Dalam konteks sosial, perubahan yang dimaksud dapat berupa peningkatan kepedulian terhadap sesama, kejujuran dalam bekerja, keterlibatan aktif dalam kegiatan keagamaan dan sosial kemasyarakatan, serta menjauhi perilaku-perilaku yang merusak seperti korupsi, fitnah, egoisme, dan arogansi. Jamaah haji idealnya menjadi teladan (uswah hasanah) bagi lingkungan sekitar, baik dalam sikap, tutur kata, maupun kontribusinya dalam kehidupan sosial.
Hijrah sosial pasca haji juga mencerminkan makna “kemabruran” dalam ibadah haji. Dalam hadis yang diriwayatkan oleh Imam Bukhari dan Muslim, Rasulullah SAW bersabda:
“Haji mabrur tidak ada balasan lain kecuali surga.”
(HR. Bukhari dan Muslim)
Para ulama menafsirkan bahwa haji mabrur adalah haji yang diterima oleh Allah karena dilaksanakan dengan niat yang benar, sesuai syariat, dan membuahkan perubahan positif dalam kehidupan setelah haji, baik dalam ibadah, akhlak, maupun kontribusi sosial. Artinya, kemabruran bukan hanya tentang selesai menunaikan rukun dan wajib haji, tetapi tentang bagaimana ibadah itu memengaruhi sikap dan tindakan jamaah di tengah masyarakat.
Fenomena ini dapat dilihat dalam berbagai pengalaman jamaah haji.
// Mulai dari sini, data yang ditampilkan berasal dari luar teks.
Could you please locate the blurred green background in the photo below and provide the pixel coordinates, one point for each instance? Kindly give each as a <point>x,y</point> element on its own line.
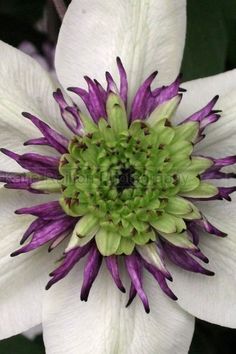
<point>210,49</point>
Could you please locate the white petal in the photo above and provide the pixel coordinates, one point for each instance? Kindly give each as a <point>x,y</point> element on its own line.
<point>201,91</point>
<point>147,35</point>
<point>220,136</point>
<point>22,278</point>
<point>25,86</point>
<point>212,299</point>
<point>33,332</point>
<point>104,326</point>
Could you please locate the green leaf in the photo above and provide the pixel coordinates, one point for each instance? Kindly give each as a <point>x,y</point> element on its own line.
<point>206,41</point>
<point>21,345</point>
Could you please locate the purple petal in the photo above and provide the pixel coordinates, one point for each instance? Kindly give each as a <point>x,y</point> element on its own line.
<point>71,258</point>
<point>111,85</point>
<point>206,115</point>
<point>48,232</point>
<point>39,141</point>
<point>167,92</point>
<point>138,108</point>
<point>134,265</point>
<point>47,211</point>
<point>208,227</point>
<point>112,265</point>
<point>91,270</point>
<point>182,259</point>
<point>34,226</point>
<point>132,294</point>
<point>46,166</point>
<point>58,141</point>
<point>123,81</point>
<point>18,181</point>
<point>160,278</point>
<point>70,114</point>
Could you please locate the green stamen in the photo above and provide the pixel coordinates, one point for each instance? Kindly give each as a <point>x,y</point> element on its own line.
<point>128,182</point>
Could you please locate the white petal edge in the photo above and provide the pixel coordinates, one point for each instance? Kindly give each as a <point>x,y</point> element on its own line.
<point>147,35</point>
<point>104,326</point>
<point>32,333</point>
<point>212,299</point>
<point>22,278</point>
<point>220,136</point>
<point>25,86</point>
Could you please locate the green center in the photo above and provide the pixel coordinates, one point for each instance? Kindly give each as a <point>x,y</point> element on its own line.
<point>128,182</point>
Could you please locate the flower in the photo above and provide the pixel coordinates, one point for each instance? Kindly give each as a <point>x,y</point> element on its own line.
<point>140,140</point>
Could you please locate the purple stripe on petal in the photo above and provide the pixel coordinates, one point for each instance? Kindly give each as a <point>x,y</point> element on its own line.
<point>84,95</point>
<point>224,193</point>
<point>96,99</point>
<point>134,266</point>
<point>194,233</point>
<point>47,211</point>
<point>55,139</point>
<point>160,278</point>
<point>181,258</point>
<point>71,258</point>
<point>103,92</point>
<point>200,255</point>
<point>58,240</point>
<point>132,294</point>
<point>91,270</point>
<point>209,120</point>
<point>226,161</point>
<point>70,114</point>
<point>112,265</point>
<point>123,81</point>
<point>216,174</point>
<point>47,233</point>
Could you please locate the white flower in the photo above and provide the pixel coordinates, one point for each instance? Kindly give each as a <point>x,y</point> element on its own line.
<point>147,35</point>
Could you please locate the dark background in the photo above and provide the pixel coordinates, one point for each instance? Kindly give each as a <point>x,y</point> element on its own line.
<point>210,49</point>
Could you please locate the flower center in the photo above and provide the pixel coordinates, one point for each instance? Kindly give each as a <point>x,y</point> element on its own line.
<point>126,179</point>
<point>127,182</point>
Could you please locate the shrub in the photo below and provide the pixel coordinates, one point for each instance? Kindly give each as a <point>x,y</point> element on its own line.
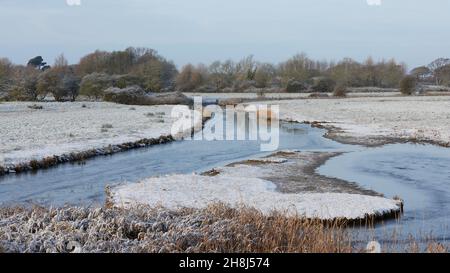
<point>340,91</point>
<point>93,85</point>
<point>408,85</point>
<point>189,78</point>
<point>324,85</point>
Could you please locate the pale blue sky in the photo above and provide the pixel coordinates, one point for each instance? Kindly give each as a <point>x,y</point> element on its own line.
<point>414,31</point>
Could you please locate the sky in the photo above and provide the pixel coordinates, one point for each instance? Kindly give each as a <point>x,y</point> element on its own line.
<point>194,31</point>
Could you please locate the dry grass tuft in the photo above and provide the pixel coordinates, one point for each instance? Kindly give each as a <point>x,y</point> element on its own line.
<point>217,228</point>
Banyak di antara mereka yang setelah berhaji menjadi lebih disiplin dalam shalat, meninggalkan kebiasaan buruk seperti berkata kasar atau lalai dalam pekerjaan, bahkan memulai kegiatan sosial seperti membuka majelis taklim, menggerakkan program sedekah, atau membangun kepedulian terhadap kaum dhuafa. Semua itu menunjukkan bahwa haji dapat menjadi pemicu transformasi sosial apabila diiringi dengan komitmen yang kuat.
Dalam Al-Qur’an, Allah SWT juga memberi isyarat tentang pentingnya perubahan moral pasca ibadah dalam firman-Nya:
“Sesungguhnya Allah tidak akan mengubah keadaan suatu kaum hingga mereka mengubah keadaan yang ada pada diri mereka sendiri.”
(QS. Ar-Ra’d: 11)
Ayat ini menunjukkan bahwa perubahan sosial harus dimulai dari perubahan diri sendiri. Maka, haji sebagai bentuk perjumpaan hamba dengan Tuhannya, harus melahirkan dorongan kuat untuk menjadi pribadi yang lebih bermanfaat bagi lingkungan sosial.
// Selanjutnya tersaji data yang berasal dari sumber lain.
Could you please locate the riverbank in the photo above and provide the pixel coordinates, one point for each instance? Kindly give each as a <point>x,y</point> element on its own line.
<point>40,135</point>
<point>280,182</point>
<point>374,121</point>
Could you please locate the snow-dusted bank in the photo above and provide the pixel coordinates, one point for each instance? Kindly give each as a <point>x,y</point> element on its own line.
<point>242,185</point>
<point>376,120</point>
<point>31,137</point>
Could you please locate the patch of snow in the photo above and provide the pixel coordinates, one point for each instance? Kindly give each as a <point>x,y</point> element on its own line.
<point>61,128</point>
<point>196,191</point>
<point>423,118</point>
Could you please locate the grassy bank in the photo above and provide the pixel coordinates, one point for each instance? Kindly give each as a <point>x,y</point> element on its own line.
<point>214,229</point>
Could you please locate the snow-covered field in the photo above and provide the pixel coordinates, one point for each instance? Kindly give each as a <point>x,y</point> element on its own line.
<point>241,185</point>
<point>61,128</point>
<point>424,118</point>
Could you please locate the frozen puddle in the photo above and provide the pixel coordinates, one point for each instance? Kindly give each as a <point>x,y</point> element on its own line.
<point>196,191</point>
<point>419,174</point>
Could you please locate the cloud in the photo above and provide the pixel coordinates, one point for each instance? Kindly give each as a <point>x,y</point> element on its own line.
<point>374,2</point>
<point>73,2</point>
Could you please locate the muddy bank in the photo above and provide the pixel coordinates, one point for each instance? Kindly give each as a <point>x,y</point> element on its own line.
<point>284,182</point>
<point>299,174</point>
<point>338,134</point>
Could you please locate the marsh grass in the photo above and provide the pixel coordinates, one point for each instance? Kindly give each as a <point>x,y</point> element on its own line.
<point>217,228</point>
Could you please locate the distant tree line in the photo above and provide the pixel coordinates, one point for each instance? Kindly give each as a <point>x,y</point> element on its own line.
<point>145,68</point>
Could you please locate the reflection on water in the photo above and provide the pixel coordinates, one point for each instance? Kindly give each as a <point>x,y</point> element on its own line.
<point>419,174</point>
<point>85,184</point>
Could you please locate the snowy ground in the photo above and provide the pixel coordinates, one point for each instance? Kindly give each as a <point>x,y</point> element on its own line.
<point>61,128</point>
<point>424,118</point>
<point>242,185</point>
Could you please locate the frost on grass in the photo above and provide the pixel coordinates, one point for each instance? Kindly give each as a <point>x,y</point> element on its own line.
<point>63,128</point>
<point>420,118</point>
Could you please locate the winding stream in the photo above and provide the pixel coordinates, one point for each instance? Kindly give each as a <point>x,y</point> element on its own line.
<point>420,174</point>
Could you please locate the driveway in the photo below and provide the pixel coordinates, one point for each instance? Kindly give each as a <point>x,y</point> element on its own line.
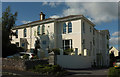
<point>88,73</point>
<point>71,73</point>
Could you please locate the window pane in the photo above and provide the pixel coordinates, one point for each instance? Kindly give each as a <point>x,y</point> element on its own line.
<point>64,28</point>
<point>69,27</point>
<point>16,33</point>
<point>25,32</point>
<point>83,27</point>
<point>38,30</point>
<point>43,29</point>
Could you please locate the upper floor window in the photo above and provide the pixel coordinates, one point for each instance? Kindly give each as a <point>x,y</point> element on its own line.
<point>64,28</point>
<point>38,30</point>
<point>83,27</point>
<point>69,27</point>
<point>43,29</point>
<point>93,41</point>
<point>16,33</point>
<point>25,32</point>
<point>83,43</point>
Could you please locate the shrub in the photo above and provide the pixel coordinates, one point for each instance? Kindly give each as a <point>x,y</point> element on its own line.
<point>113,72</point>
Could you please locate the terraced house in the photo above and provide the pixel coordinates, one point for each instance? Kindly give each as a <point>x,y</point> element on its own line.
<point>74,31</point>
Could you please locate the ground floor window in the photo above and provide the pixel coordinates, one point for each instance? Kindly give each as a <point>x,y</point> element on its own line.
<point>67,44</point>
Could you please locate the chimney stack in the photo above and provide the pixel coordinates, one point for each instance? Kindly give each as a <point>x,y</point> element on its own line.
<point>42,16</point>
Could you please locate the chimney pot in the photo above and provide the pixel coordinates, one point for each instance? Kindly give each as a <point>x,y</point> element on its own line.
<point>42,16</point>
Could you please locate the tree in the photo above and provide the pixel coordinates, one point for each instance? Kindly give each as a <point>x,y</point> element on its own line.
<point>8,21</point>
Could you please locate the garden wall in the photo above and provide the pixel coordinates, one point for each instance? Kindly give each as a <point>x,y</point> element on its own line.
<point>19,64</point>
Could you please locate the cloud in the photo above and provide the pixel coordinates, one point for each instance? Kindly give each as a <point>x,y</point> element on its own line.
<point>116,34</point>
<point>52,4</point>
<point>25,22</point>
<point>55,16</point>
<point>114,41</point>
<point>98,12</point>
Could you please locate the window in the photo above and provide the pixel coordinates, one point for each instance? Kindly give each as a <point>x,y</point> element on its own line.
<point>93,32</point>
<point>90,28</point>
<point>43,29</point>
<point>17,44</point>
<point>44,42</point>
<point>90,49</point>
<point>67,44</point>
<point>16,33</point>
<point>83,43</point>
<point>93,41</point>
<point>83,27</point>
<point>69,27</point>
<point>23,44</point>
<point>38,30</point>
<point>64,28</point>
<point>25,32</point>
<point>90,46</point>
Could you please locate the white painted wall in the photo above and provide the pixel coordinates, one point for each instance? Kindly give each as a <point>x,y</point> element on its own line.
<point>74,62</point>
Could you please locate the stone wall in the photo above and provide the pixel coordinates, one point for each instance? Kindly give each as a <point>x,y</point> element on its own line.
<point>19,64</point>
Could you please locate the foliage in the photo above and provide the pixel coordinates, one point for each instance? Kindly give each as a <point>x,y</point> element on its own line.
<point>68,51</point>
<point>113,72</point>
<point>8,21</point>
<point>49,70</point>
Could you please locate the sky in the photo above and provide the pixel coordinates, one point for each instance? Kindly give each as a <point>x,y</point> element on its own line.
<point>103,14</point>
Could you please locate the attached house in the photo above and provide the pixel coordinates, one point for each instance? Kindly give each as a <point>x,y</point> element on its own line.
<point>74,31</point>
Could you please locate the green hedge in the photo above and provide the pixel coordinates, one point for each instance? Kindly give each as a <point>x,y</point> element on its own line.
<point>49,70</point>
<point>114,72</point>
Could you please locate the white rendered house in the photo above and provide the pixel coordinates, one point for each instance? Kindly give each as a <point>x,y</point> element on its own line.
<point>74,31</point>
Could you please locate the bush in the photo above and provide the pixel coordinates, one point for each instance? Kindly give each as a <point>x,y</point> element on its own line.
<point>25,56</point>
<point>113,72</point>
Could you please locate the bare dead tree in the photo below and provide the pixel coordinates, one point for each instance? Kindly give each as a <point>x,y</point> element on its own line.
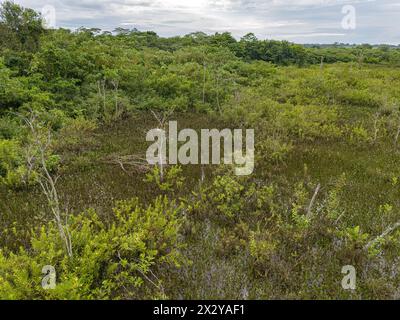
<point>162,119</point>
<point>388,231</point>
<point>36,157</point>
<point>314,197</point>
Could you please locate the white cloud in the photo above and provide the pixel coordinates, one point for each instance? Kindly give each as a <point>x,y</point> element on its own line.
<point>297,20</point>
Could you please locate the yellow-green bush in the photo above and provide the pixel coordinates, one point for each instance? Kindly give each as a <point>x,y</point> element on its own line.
<point>119,259</point>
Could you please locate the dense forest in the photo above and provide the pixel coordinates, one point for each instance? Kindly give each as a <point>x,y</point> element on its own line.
<point>76,194</point>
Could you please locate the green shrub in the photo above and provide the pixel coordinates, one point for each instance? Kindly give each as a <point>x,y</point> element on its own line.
<point>120,259</point>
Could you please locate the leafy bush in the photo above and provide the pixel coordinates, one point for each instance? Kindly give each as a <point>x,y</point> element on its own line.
<point>115,260</point>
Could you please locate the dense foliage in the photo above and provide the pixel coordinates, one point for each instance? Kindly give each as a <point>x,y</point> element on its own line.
<point>76,106</point>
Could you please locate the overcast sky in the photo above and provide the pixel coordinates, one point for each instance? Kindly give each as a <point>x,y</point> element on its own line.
<point>301,21</point>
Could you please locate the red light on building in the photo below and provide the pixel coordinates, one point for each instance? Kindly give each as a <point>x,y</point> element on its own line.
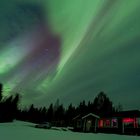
<point>128,120</point>
<point>100,123</point>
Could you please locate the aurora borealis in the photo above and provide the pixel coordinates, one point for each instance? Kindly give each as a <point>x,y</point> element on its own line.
<point>71,50</point>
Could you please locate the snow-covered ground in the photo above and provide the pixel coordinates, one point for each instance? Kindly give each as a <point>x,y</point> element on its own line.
<point>26,131</point>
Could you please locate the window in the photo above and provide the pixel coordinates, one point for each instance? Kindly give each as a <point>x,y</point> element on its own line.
<point>129,122</point>
<point>100,123</point>
<point>107,123</point>
<point>114,123</point>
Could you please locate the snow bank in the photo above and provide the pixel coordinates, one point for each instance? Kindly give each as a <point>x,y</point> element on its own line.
<point>26,131</point>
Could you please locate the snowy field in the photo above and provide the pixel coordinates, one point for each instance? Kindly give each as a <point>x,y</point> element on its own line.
<point>26,131</point>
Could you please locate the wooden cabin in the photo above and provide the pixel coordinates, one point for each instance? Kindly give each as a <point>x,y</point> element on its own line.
<point>124,122</point>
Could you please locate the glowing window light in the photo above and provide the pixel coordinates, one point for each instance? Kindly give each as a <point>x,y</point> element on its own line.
<point>128,120</point>
<point>100,124</point>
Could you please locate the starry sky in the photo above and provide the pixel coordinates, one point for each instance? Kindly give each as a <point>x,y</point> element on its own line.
<point>71,50</point>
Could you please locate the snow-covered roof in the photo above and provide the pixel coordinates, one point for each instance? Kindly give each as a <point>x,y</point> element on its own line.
<point>91,114</point>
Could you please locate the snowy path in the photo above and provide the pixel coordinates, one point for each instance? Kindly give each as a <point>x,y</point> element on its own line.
<point>26,131</point>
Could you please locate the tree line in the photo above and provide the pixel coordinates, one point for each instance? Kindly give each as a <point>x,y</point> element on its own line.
<point>56,113</point>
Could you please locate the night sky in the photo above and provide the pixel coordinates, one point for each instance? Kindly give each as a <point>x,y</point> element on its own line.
<point>71,50</point>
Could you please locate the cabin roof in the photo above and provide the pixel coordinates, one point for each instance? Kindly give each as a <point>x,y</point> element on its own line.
<point>91,114</point>
<point>129,113</point>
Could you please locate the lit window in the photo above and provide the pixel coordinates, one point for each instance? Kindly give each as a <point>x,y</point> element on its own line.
<point>114,123</point>
<point>107,123</point>
<point>100,124</point>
Namun demikian, tidak semua jamaah berhasil menjalani proses hijrah sosial ini secara konsisten. Sebagian kembali ke kebiasaan lama karena tidak adanya dukungan lingkungan, lemahnya pembinaan pasca haji, atau kurangnya kesadaran untuk menjaga kemabruran. Oleh karena itu, diperlukan peran keluarga, masyarakat, dan lembaga keagamaan untuk terus membina dan mengarahkan jamaah agar tetap menjaga integritas moral dan semangat hijrah dalam kehidupan sehari-hari.
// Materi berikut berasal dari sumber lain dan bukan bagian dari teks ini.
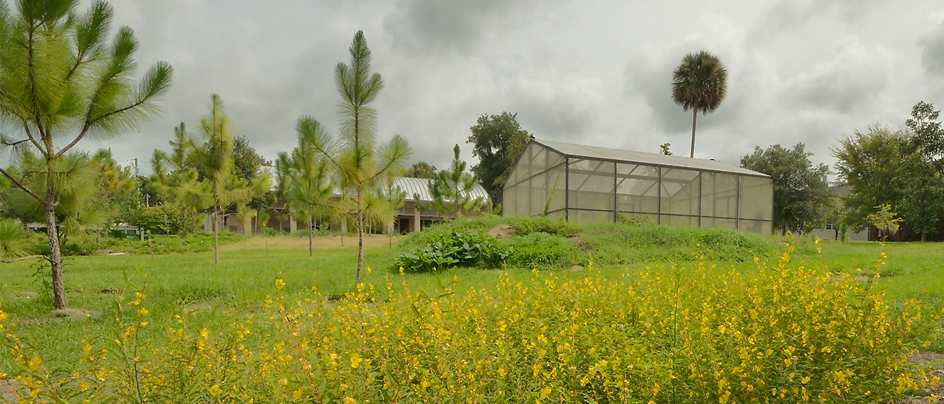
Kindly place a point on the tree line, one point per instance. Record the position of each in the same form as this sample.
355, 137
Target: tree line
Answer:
894, 178
63, 80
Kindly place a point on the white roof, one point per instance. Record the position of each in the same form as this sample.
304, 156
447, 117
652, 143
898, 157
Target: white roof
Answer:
420, 188
603, 153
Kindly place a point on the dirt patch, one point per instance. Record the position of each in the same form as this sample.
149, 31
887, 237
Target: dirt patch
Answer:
502, 232
301, 243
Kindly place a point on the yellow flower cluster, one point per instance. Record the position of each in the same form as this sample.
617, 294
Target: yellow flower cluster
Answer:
694, 334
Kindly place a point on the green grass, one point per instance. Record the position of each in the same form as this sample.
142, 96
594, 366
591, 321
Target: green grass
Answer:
190, 285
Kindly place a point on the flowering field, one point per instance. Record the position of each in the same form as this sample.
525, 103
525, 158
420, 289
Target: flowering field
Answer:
777, 330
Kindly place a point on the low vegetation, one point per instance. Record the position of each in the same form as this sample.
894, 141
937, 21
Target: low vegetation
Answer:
545, 243
811, 324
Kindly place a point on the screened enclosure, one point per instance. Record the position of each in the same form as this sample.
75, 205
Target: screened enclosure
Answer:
584, 183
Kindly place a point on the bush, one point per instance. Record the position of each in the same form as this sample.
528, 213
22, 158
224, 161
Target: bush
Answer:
456, 249
542, 250
606, 243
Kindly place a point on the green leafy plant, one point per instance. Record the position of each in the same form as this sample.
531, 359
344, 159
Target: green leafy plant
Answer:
542, 250
456, 249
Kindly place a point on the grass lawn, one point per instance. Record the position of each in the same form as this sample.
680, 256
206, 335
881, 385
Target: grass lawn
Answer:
178, 282
212, 296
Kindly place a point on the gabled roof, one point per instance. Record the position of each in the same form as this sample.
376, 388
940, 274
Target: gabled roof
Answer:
420, 188
628, 156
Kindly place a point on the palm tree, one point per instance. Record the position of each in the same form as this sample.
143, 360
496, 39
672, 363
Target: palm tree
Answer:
699, 83
357, 159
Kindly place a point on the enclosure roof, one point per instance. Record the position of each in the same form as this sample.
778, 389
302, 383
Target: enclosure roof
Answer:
420, 188
628, 156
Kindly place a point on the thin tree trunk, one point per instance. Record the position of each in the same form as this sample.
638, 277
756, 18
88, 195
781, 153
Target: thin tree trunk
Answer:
216, 233
360, 237
55, 256
694, 118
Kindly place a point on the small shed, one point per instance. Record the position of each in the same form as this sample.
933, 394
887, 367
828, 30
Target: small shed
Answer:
586, 183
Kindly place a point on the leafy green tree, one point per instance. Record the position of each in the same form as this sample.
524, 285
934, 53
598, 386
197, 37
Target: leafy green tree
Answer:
116, 187
420, 170
498, 141
872, 163
74, 180
355, 156
62, 81
308, 186
884, 219
923, 173
215, 158
176, 183
247, 163
699, 83
452, 189
928, 135
396, 197
801, 189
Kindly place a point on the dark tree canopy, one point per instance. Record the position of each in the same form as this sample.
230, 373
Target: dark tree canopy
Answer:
699, 83
801, 190
498, 141
64, 78
871, 164
420, 170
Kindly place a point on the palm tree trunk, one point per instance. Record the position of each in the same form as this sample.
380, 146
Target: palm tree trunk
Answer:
694, 118
55, 255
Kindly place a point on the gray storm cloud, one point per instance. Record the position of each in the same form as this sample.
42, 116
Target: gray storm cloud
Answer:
595, 72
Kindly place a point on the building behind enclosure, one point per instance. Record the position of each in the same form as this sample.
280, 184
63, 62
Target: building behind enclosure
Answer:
414, 215
584, 183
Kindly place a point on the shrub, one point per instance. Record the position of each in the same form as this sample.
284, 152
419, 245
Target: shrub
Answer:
456, 249
542, 250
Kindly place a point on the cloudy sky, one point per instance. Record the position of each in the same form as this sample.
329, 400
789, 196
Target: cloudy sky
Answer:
594, 72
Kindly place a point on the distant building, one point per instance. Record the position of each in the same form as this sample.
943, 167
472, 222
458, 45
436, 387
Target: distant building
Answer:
831, 231
409, 217
585, 183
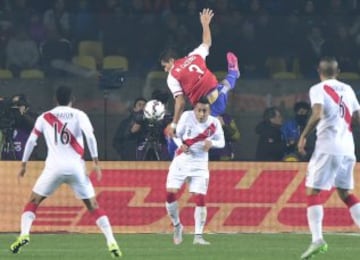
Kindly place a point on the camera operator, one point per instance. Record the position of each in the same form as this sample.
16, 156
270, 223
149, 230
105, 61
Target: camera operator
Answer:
154, 145
15, 125
130, 132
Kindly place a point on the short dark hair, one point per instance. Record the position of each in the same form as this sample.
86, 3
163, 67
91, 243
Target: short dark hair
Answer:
139, 99
63, 95
269, 113
168, 54
330, 66
301, 105
203, 100
161, 95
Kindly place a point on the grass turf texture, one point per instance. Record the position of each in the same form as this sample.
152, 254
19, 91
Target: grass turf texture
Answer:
160, 247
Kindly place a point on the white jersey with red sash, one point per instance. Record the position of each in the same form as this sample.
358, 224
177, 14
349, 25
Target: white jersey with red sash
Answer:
63, 129
334, 133
191, 77
193, 134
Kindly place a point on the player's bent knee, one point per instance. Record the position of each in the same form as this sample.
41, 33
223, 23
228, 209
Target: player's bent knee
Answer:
171, 196
36, 198
199, 199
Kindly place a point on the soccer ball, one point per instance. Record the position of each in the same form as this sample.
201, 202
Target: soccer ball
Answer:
154, 110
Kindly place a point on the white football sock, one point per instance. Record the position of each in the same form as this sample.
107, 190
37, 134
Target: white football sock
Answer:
200, 214
315, 216
27, 219
104, 224
173, 212
355, 213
Secara keseluruhan, haji bukanlah akhir dari perjalanan ibadah, tetapi awal dari kehidupan baru yang lebih bermakna dan bertanggung jawab secara sosial. Transformasi sosial yang lahir dari pengalaman spiritual selama haji merupakan buah nyata dari ibadah yang diterima, yang bukan hanya memberi manfaat bagi individu, tetapi juga bagi masyarakat luas.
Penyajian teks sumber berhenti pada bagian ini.